Lendo Hervé Algalarrondo, verificam-se muitas semelhanças entre Macron e Bellegueule, embora o segundo 15 anos mais novo do que o primeiro e com origens sociais diferentes. Atente-se também que Eddy, que foi próximo do "Partido Socialista" viria a considerá-lo como traidor da classe, passando a situar-se na área mais radical da "France Insoumise", de Jean-Luc Mélenchon, (enquanto o pai votava Marine Le Pen) é um feroz adversário político de Emmanuel Macron. Todavia não se conhece da juventude de Macron alguma ligação homossexual (aliás, de Eddy também não) mas pelo contrário a sua paixão por Brigitte. É, porém, curioso que também não se conheça nenhuma namorada de Macron quando se conhecem várias de Eddy, ainda que apenas fosse para disfarçar.

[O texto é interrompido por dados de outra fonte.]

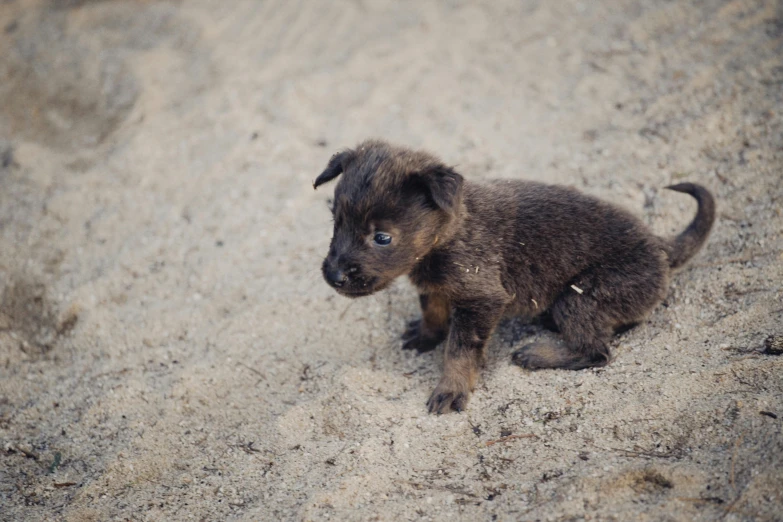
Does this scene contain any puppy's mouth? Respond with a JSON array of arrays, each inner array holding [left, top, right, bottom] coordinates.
[[334, 277, 386, 297]]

No entanto, desde que foi eleito Presidente tem havido na imprensa e na sociedade francesa muitos rumores sobre a orientação sexual de Manu, sendo indicado um conhecido editor como seu amante. Causou também grande perplexidade o episódio de violência policial protagonizado pelo chefe da sua segurança pessoal e seu "protegido", o franco-marroquino Alexandre Benalla (aliás Ben Allah) que foi demitido, tendo Macron então declarado perante os deputados do seu grupo parlamentar que Benalla não era seu amante (coisa que um presidente nunca deveria ter dito). Também provocaram grande emoção em França as fotografias de Macron abraçado a dois rapazes semi-nus, aquando da sua visita à Martinica.

Emmanuel Macron e Alexandre Benalla

Macron com jovens da Martinica

Este um resumo do livro de Hervé Algalarrondo (autor de interessante obra em que se inclui Les derniers jours de Roland B.), com alguns aditamentos de minha autoria.